A thought about guns

Someone out West is shooting prosecutors and prison officials, though its not clear yet if its one shooter or if the cases are unrelated. The latest, the DA in a rural Texas County, announced his defiance after one of his deputies was murdered some months ago, and was known to carry a gun at all times. He and his wife were shot dead in their home, without apparently reaching a weapon or firing any return shots.

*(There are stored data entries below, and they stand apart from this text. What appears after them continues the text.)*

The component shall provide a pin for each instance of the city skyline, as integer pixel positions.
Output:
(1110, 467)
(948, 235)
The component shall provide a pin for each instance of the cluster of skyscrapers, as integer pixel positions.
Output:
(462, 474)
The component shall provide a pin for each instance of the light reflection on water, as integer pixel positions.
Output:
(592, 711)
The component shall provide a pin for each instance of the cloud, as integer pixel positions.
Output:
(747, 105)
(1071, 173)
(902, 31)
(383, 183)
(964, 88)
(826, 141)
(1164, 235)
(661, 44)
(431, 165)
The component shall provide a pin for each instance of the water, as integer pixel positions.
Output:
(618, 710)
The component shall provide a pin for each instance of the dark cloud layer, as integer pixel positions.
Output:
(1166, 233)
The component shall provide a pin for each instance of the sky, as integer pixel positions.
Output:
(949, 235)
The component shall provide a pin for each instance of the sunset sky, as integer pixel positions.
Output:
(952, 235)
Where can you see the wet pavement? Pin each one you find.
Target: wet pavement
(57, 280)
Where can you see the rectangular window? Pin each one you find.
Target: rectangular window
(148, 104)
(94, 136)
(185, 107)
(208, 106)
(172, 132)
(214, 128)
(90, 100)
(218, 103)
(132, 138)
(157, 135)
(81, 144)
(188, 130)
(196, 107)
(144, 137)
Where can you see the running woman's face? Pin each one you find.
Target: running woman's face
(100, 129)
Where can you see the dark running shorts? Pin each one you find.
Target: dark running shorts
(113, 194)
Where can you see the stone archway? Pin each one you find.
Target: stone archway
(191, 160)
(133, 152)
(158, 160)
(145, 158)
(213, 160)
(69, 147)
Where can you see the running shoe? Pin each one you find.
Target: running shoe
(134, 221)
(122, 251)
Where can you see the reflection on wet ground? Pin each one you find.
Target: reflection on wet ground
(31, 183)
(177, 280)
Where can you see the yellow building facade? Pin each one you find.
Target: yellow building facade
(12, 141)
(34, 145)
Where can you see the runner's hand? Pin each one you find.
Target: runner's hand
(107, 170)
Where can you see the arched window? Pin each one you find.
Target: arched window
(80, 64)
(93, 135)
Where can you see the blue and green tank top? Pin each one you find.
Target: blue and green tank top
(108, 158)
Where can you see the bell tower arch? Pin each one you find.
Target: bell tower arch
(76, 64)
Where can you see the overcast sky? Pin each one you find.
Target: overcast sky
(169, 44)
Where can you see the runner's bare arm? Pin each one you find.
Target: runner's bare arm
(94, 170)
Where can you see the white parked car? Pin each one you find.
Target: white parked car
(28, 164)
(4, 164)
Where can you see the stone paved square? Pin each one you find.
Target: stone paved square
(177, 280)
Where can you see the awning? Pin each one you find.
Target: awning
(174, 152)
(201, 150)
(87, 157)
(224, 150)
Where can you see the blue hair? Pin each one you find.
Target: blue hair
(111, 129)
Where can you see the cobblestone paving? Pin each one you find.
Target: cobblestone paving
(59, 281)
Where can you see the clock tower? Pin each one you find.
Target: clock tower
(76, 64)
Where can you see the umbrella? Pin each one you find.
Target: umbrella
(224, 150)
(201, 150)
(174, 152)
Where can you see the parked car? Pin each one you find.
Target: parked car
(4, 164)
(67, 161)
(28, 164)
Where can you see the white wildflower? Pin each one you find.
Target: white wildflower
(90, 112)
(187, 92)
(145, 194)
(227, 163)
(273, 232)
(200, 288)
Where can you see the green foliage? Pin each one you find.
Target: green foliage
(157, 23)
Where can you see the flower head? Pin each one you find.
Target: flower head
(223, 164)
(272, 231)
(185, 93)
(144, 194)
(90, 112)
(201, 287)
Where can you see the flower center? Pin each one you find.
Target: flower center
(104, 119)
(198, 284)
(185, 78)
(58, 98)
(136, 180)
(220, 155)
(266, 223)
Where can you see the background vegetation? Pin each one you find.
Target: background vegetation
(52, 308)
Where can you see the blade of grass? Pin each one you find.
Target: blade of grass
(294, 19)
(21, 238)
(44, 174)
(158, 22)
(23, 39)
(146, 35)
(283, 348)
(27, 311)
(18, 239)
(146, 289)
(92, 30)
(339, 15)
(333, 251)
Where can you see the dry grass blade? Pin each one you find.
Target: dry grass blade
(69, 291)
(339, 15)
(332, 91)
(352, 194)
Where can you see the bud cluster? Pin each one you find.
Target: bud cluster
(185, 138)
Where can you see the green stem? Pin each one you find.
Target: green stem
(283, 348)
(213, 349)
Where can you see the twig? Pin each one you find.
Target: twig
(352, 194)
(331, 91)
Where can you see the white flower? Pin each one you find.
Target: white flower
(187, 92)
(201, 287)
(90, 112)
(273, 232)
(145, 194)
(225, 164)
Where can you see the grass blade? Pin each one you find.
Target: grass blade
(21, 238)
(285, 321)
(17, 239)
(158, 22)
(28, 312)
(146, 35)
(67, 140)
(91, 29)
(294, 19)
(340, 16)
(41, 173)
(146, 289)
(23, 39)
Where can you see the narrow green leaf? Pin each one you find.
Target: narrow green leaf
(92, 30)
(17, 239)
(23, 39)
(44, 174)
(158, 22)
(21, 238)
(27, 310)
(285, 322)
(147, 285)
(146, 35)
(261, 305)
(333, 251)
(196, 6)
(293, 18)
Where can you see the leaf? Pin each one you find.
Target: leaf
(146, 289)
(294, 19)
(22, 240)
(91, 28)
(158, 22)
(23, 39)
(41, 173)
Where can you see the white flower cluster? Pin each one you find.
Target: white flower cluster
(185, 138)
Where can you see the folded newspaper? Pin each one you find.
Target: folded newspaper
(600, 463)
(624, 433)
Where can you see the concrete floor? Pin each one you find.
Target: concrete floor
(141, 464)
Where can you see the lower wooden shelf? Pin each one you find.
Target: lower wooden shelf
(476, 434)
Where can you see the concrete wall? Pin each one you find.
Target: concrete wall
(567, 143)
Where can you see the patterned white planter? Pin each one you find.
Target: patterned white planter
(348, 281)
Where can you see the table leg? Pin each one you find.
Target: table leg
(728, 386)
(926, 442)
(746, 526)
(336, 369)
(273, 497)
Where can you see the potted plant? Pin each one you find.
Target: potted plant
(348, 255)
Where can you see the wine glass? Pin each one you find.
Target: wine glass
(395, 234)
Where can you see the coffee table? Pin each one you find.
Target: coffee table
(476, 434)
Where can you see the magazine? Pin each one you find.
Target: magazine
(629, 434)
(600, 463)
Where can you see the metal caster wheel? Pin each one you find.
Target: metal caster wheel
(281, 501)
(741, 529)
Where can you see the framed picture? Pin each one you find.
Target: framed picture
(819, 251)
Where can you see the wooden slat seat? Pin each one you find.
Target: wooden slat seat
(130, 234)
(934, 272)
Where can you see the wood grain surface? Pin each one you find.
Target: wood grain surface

This raises a question I also thought about when Congresswoman Gabriel Giffords and Judge John Roll, both of whom were known to carry, were shot. Raise your hand if you believe there would be even more of this kind of thing if there were stricter gun control. If that's true, why do most mass shootings occur in places with a high concentration of weapons, not in New York City or Boston? If putting more guns into the environment fights entropy, rather than creating it, why did none of these armed people succeed in defending themselves? In hermetically sealed NRA world, guns make us safer, but in the real world how is your six or ten shot weapon going to defend you against a madman's 30 bullet clip and sacks full of reloads?

For profit drug culture

One out of five high school boys has been diagnosed with ADD and medicated with drugs like Ritalin or Adderal. These are impossible numbers. You absolutely have to believe that kids are being placed on drugs who don't need them and are suffering the consequences of dependency, anxiety and even psychotic reactions.

There are a lot of reasons for this, including our simplistic worship of chemical solutions to almost every problem, but the profit factor has to be an important driver. Drug companies still invite doctors to seminars, take them golfing and then send them patients. There is a built in incentive in the system to overprescribe. Did you know that most psychiatrists have abandoned the Freudian talk therapy business? They do more lucrative "evaluations" all day long which are an excuse for writing prescriptions for psych meds. It is a more lucrative practice than selling your time at a relatively low hourly rate.